Hacker News new | ask | show | jobs
by danidiaz 3778 days ago
> Strings The strings types are mature, but unwieldy to work with in practice. It’s best to just make peace with the fact that in literally every module we’ll have boilerplate just to do simple manipulation and IO.

Conversion is part of the hassle, the other part is not having common functions (like, say, "splitPrefix") that will work across all string-like types.

For this, I recommend the monoid-subclasses package which, among other goodies, offers the TextualMonoid typeclass, that has instances for many string-like types.

http://hackage.haskell.org/package/monoid-subclasses-0.4.2/d...

1 comments

Is there any good article on how Haskell got into a situation where there are multiple different string types? I understand how it happened with C/C++ (e.g. on Windows), but Haskell is much more modern than that.

I feel there must be some sort of story or interesting thing to learn here. Or is it just the usual str vs widestr type problems?
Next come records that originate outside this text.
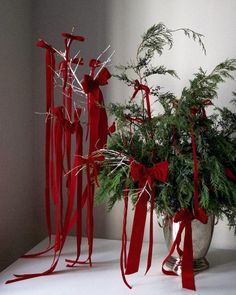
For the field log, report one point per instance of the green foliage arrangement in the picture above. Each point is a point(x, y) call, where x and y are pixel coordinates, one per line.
point(167, 136)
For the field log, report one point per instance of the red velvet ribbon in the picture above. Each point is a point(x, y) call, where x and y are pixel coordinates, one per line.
point(185, 217)
point(62, 228)
point(138, 86)
point(143, 176)
point(91, 161)
point(49, 69)
point(97, 117)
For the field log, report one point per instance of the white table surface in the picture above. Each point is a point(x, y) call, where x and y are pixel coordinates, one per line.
point(105, 278)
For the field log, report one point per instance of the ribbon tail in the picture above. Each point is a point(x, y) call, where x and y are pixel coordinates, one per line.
point(137, 234)
point(150, 250)
point(124, 240)
point(187, 261)
point(176, 243)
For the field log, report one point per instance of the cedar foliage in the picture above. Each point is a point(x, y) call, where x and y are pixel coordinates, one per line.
point(168, 135)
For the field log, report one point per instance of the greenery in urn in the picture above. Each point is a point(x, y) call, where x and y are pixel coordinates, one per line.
point(167, 135)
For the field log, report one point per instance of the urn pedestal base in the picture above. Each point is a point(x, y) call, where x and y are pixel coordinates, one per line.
point(199, 265)
point(201, 239)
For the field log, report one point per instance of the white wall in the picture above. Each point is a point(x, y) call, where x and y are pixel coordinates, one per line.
point(19, 226)
point(116, 22)
point(120, 23)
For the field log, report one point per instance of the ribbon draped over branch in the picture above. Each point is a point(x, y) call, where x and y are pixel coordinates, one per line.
point(61, 124)
point(185, 217)
point(97, 117)
point(145, 178)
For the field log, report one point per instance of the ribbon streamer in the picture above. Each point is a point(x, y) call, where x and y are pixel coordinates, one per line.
point(144, 176)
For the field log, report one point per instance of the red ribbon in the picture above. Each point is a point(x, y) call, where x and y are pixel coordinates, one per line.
point(91, 161)
point(143, 176)
point(138, 86)
point(185, 217)
point(49, 68)
point(97, 117)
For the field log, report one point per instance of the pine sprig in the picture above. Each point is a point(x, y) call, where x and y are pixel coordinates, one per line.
point(167, 136)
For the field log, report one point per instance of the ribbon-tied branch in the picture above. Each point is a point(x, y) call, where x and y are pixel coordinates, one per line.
point(97, 117)
point(144, 176)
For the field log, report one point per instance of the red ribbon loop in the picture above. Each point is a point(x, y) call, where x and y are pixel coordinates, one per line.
point(143, 175)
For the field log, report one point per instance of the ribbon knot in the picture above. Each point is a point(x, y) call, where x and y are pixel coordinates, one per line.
point(143, 175)
point(58, 112)
point(70, 127)
point(90, 84)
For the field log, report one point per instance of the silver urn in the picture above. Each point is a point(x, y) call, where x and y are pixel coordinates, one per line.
point(201, 236)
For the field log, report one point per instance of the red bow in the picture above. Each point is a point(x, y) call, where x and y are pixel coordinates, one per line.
point(137, 87)
point(185, 217)
point(143, 175)
point(97, 117)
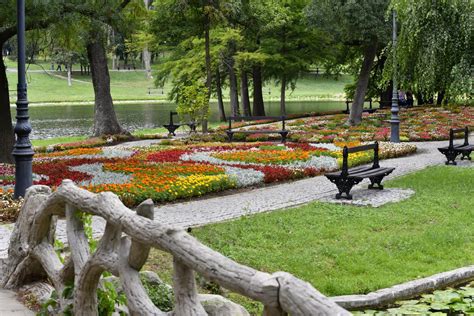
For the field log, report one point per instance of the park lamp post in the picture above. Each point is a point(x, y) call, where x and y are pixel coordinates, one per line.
point(22, 150)
point(395, 120)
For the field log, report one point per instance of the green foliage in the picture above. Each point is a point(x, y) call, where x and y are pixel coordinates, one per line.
point(435, 47)
point(192, 100)
point(445, 302)
point(107, 298)
point(388, 245)
point(161, 295)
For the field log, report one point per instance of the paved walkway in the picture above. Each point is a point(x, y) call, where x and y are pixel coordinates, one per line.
point(201, 212)
point(237, 204)
point(232, 205)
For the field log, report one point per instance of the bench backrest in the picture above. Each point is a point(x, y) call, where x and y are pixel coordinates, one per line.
point(453, 131)
point(256, 118)
point(350, 150)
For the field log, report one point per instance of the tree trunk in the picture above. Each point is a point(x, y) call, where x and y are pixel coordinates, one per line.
point(147, 62)
point(146, 56)
point(244, 91)
point(440, 98)
point(234, 95)
point(69, 74)
point(283, 96)
point(355, 117)
point(386, 96)
point(258, 105)
point(420, 99)
point(7, 136)
point(208, 66)
point(220, 101)
point(105, 120)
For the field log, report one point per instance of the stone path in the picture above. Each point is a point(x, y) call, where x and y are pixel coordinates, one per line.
point(237, 204)
point(201, 212)
point(232, 205)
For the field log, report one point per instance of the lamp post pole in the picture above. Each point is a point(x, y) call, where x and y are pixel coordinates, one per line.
point(395, 120)
point(22, 151)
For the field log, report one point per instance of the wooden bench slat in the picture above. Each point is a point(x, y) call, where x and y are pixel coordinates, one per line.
point(371, 173)
point(452, 151)
point(255, 118)
point(356, 149)
point(347, 178)
point(350, 171)
point(264, 131)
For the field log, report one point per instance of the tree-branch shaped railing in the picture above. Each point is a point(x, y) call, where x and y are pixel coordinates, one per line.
point(123, 250)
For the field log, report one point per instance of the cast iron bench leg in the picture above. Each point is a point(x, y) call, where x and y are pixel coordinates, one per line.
point(466, 155)
point(377, 181)
point(230, 135)
point(451, 156)
point(345, 185)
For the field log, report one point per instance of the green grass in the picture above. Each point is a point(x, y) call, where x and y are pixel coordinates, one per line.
point(132, 85)
point(57, 140)
point(348, 249)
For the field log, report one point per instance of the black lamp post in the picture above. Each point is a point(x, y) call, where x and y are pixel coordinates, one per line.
point(395, 120)
point(22, 151)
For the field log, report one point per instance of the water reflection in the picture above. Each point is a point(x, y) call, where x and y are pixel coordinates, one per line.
point(74, 120)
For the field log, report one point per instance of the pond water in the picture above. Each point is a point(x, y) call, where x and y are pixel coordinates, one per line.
point(74, 120)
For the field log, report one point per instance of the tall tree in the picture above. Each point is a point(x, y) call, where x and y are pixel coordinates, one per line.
point(435, 48)
point(105, 120)
point(358, 25)
point(40, 15)
point(292, 46)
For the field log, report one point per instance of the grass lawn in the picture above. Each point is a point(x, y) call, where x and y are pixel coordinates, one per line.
point(132, 85)
point(349, 249)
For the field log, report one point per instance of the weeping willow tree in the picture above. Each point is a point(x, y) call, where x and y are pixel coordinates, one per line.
point(435, 48)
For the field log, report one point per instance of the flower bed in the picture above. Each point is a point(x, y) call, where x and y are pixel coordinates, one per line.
point(166, 173)
point(416, 124)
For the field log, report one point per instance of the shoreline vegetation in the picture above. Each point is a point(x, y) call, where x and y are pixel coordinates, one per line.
point(131, 86)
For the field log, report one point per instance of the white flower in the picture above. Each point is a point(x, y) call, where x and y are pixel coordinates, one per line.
point(244, 177)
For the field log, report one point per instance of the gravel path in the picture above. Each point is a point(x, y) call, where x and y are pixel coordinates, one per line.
point(234, 205)
point(201, 212)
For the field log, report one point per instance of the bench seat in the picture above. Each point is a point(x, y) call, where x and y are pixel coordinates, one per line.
point(362, 172)
point(452, 151)
point(261, 131)
point(347, 178)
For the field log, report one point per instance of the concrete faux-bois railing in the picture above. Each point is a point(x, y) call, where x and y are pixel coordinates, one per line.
point(124, 248)
point(32, 256)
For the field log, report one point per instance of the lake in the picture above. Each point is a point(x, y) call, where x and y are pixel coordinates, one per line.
point(75, 120)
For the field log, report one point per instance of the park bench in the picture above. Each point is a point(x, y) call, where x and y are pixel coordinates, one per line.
point(452, 151)
point(172, 127)
point(347, 178)
point(369, 110)
point(283, 132)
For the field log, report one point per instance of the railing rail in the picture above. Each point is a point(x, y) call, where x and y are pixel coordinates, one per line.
point(31, 255)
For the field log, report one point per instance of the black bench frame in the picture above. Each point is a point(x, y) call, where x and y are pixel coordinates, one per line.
point(283, 132)
point(369, 110)
point(452, 151)
point(172, 127)
point(347, 178)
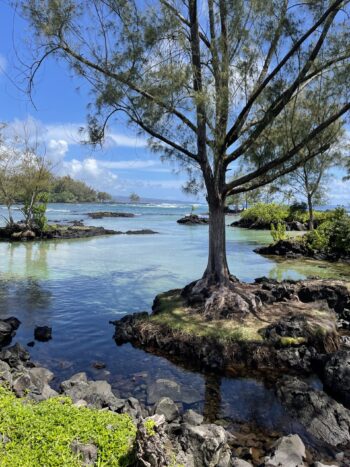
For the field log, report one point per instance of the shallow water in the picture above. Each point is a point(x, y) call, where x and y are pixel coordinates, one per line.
point(78, 286)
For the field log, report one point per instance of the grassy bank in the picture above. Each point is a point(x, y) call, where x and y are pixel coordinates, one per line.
point(41, 434)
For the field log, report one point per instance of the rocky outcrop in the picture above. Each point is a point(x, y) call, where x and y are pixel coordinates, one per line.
point(165, 436)
point(295, 249)
point(257, 224)
point(193, 219)
point(336, 376)
point(42, 333)
point(322, 417)
point(288, 451)
point(102, 214)
point(63, 232)
point(8, 329)
point(287, 248)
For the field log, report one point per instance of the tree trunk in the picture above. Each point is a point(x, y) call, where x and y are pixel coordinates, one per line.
point(311, 212)
point(217, 272)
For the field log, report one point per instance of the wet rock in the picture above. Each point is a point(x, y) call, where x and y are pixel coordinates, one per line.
point(193, 219)
point(87, 452)
point(285, 248)
point(336, 376)
point(141, 232)
point(13, 322)
point(42, 333)
point(321, 416)
point(16, 356)
point(102, 214)
point(6, 332)
point(192, 418)
point(319, 464)
point(168, 408)
point(96, 393)
point(99, 365)
point(288, 451)
point(207, 444)
point(5, 373)
point(235, 462)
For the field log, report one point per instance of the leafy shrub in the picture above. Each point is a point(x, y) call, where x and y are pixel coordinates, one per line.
point(41, 434)
point(333, 235)
point(279, 232)
point(271, 213)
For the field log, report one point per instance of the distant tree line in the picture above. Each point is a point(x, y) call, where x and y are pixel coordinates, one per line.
point(67, 190)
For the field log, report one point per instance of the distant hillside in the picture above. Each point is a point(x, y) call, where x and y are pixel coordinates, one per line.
point(67, 190)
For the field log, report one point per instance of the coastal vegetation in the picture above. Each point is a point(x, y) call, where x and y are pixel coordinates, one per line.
point(191, 107)
point(251, 100)
point(42, 433)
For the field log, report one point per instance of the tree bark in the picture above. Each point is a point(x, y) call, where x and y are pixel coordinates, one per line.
point(217, 272)
point(311, 212)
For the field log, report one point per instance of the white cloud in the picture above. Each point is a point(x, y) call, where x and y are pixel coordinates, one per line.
point(339, 192)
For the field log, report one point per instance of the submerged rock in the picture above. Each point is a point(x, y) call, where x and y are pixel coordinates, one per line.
point(8, 329)
point(43, 333)
point(288, 451)
point(336, 376)
point(96, 393)
point(102, 214)
point(321, 416)
point(193, 219)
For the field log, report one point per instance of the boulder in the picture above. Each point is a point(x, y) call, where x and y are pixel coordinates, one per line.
point(6, 332)
point(207, 445)
point(288, 451)
point(42, 333)
point(336, 376)
point(193, 219)
point(163, 388)
point(236, 462)
point(16, 356)
point(5, 373)
point(321, 416)
point(168, 408)
point(192, 418)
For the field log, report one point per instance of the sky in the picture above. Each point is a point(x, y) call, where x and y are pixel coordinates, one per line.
point(124, 165)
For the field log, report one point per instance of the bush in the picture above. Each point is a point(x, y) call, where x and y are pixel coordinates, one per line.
point(41, 434)
point(333, 235)
point(279, 232)
point(271, 213)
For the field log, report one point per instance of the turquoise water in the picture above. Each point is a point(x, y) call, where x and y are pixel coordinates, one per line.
point(78, 286)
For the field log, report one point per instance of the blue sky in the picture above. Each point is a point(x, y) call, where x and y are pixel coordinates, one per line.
point(124, 165)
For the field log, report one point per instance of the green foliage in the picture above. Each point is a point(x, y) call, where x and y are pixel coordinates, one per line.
point(279, 232)
point(37, 211)
point(41, 433)
point(333, 235)
point(150, 427)
point(273, 213)
point(67, 190)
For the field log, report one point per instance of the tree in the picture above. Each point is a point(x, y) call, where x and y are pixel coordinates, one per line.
point(25, 173)
point(134, 198)
point(8, 187)
point(207, 81)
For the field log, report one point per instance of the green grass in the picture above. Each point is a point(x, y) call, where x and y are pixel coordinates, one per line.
point(41, 433)
point(175, 315)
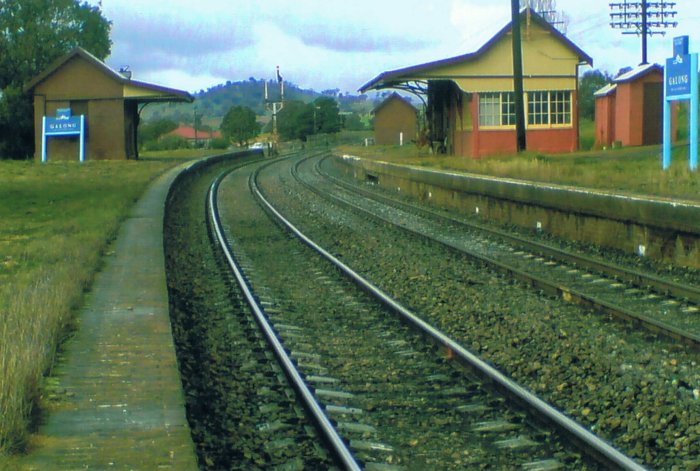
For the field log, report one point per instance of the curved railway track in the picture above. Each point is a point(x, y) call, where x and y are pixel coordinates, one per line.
point(379, 395)
point(638, 390)
point(661, 305)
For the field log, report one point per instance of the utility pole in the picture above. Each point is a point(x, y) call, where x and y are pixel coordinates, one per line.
point(194, 124)
point(518, 77)
point(275, 106)
point(643, 18)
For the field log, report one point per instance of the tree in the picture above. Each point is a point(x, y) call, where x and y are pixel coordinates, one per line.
point(153, 130)
point(239, 125)
point(34, 33)
point(592, 81)
point(296, 120)
point(327, 116)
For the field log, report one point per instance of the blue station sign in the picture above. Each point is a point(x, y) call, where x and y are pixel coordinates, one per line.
point(681, 83)
point(678, 72)
point(63, 124)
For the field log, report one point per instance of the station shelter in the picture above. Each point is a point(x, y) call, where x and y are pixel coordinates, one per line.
point(79, 84)
point(470, 107)
point(629, 111)
point(395, 121)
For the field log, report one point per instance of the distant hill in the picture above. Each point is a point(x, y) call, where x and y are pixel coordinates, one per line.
point(214, 103)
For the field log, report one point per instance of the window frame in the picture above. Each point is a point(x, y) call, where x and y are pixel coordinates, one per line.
point(501, 112)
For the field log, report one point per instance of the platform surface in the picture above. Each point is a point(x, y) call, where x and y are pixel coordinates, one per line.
point(117, 397)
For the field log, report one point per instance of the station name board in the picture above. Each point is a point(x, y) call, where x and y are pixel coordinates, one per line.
point(678, 76)
point(62, 126)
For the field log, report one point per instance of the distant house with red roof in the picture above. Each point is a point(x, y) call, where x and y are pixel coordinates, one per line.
point(193, 136)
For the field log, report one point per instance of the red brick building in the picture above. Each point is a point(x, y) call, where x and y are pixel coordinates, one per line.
point(471, 101)
point(395, 121)
point(630, 110)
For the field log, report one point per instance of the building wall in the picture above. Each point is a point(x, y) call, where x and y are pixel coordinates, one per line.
point(78, 85)
point(605, 121)
point(630, 113)
point(470, 141)
point(395, 117)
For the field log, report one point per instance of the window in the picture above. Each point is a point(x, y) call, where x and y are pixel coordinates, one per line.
point(561, 107)
point(538, 108)
point(544, 109)
point(497, 109)
point(549, 108)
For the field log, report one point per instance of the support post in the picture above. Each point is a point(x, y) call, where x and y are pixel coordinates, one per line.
point(693, 157)
point(43, 139)
point(645, 32)
point(518, 78)
point(82, 138)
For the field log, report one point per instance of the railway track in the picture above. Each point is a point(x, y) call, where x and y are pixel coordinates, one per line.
point(661, 305)
point(379, 394)
point(636, 389)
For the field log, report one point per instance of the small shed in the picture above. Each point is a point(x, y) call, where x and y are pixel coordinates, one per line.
point(79, 84)
point(195, 137)
point(395, 121)
point(605, 115)
point(630, 110)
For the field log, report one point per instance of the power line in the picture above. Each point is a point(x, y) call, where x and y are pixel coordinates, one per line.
point(643, 18)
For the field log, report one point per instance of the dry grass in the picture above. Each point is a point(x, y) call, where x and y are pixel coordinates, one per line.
point(633, 170)
point(57, 220)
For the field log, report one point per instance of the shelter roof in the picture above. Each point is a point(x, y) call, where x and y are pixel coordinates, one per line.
point(133, 89)
point(390, 98)
point(638, 72)
point(188, 132)
point(607, 90)
point(393, 78)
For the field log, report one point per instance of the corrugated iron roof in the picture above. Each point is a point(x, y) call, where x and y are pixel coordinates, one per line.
point(164, 93)
point(385, 79)
point(609, 89)
point(638, 72)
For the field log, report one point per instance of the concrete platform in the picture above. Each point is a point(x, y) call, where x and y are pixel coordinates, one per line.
point(117, 397)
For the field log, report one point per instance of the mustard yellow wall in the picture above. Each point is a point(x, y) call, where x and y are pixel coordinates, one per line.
point(77, 79)
point(547, 65)
point(87, 90)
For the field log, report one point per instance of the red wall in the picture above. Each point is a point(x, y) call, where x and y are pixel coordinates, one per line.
point(605, 121)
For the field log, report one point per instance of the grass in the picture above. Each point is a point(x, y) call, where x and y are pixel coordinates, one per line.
point(632, 170)
point(57, 221)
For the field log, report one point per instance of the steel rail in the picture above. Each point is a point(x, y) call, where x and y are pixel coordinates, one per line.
point(566, 293)
point(330, 434)
point(592, 445)
point(657, 284)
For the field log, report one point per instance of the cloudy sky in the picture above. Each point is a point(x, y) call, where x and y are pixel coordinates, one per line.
point(321, 44)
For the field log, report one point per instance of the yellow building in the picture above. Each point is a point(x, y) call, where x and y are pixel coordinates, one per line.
point(78, 84)
point(470, 98)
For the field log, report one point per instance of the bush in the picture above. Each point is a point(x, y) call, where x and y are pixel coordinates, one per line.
point(218, 143)
point(167, 143)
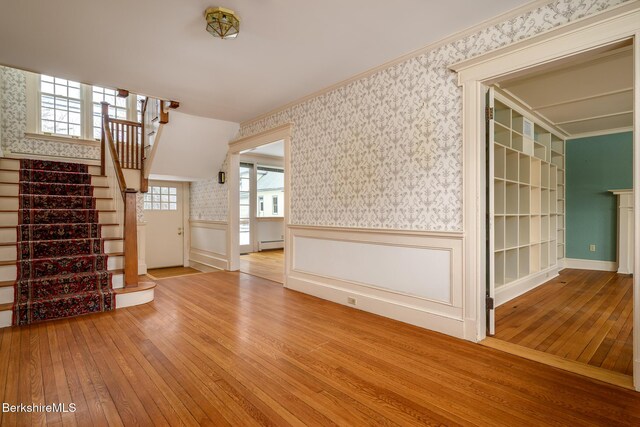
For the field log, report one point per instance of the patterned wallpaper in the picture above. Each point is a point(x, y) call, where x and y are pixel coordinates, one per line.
point(208, 199)
point(14, 122)
point(386, 151)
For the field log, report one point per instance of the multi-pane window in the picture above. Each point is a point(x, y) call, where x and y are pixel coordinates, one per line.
point(117, 107)
point(161, 199)
point(60, 106)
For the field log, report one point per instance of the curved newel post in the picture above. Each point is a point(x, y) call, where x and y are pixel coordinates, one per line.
point(130, 238)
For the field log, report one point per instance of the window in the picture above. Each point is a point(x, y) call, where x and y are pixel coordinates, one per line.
point(65, 108)
point(117, 107)
point(161, 199)
point(270, 191)
point(60, 106)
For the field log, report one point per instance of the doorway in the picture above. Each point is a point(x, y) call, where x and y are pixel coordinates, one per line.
point(259, 209)
point(164, 214)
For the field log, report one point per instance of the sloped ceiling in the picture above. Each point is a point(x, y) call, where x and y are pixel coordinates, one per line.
point(286, 48)
point(593, 93)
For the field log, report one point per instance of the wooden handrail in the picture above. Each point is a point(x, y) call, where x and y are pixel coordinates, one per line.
point(129, 195)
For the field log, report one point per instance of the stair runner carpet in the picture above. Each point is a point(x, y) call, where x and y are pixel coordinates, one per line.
point(61, 264)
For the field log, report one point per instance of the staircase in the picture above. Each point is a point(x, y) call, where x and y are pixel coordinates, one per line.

Also was interested to see the comment about huge records and the memory pressure it can cause. Seems like that's really an issue with immutability. I was expecting the author to provide some sort of advice or workaround for it, but apparently not.

I don't know an article, but the overall situation is pretty straightforward to understand.

The original Haskell strings were linked lists of characters. This was simple and elegant and worked well with the functional programming approach of the time (1980s, by the way, so maybe Haskell in its origins isn't quite so modern as you think). Nobody was much concerned about high performance string operations in Haskell at the time.

Inevitably, later people wanted to add more performant string types. But should they be lazy or strict? And do you want an abstract representation of Unicode, or do you want something more immediately suitable for arbitrary binary data? Enter four more string types. And now here we are with 5 string types in common use.

Thanks.

By "should the types be lazy or strict", you mean, if you do a string operation like uppercase/lowercase/substring/replace/etc, is that operation lazy or strict? Or are you meaning decoding bytes to characters or ... what aspect of the type itself can be lazy or strict?

Yes, the issue is whether the various string operations are lazy or strict. But whether it's possible to implement lazy operations does depend on the type itself. If the type is implemented as just an array of bytes in memory, it would be impossible to do anything lazily, because there's nowhere to store thunks (unevaluated values), only data.
I don't know about such an article, but Haskell's basic string is a linked list of characters. Nobody likes that.